The company will focus on its two key assets going forward— its Duvernay shale play in northwestern Alberta and its Hangingstone thermal oilsands project in northeastern Alberta — while strengthening governance by adding two new independent directors, Buchanan said.
Sveinung Svarte, who helmed the company since 2006, turned his role as president and chief executive over to Buchanan, the former board chairman, when the third quarter ended on Sept. 30. Svarte is now vice-chairman of the board in charge of business development opportunities.
The company’s shares have fallen from more than $18 in 2011 to a Thursday close of $3.19.
In August, Athabasca completed the much-delayed sale of its 40 per cent stake in the Dover oilsands project to a Canadian unit of PetroChina for $1.184 billion, relieving worries about its ability to fund future growth.
Buchanan said Athabasca now has balance-sheet strength, but he emphasized that doesn’t mean it will spend money as it has in the past.
“As many of you are painfully aware, our Montney program of a few years ago underperformed expectations relative to the number of wells that were drilled,” he said.
“As an early-stage resource play, it is critical to assess the results in conjunction with the pace of development. Quite simply, we were overzealous and did not take the time to understand the results.”
He said the company has new operational leadership and will take a more measured approach as it develops the Duvernay play, spending between $10 million and $15 million per winter drilling season.
Athabasca announced more than a year ago it would seek a Duvernay joint venture, and Svarte said last March he intended to announce a joint-venture partner by July.
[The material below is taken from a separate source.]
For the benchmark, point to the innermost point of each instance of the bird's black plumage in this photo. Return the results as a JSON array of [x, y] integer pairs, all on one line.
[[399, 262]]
Buchanan said Friday the company is still willing to take on a partner but will offer no further comment or timeline unless a deal is done.
The company reported a net loss of $20 million and cash flow of $7.2 million for the third quarter, compared with a loss of $30 million on negative cash flow of $5.3 million in the year-earlier period.
Production from its light oil division was 6,400 barrels of oil equivalent per day (51 per cent liquids), up from 5,600 (48 per cent liquids) in the third quarter of 2013. Chief operating officer Rob Broen said its second half average would be toward the lower end of its 6,000 to 6,500 boe/d guidance.
AltaCorp Capital analyst Nick Lupick said in a note to investors that the third-quarter results were neutral to his outlook and the next major news of investor interest will come near the end of the first quarter of 2015, when Athabasca plans to begin steaming at the 12,000-barrel-per-day Hangingstone project. First production is expected about six months later.
He said third quarter production was in line with expectations, adding cash flow per share of two cents beat AltaCorp’s estimate of negative two cents and consensus of negative one cent.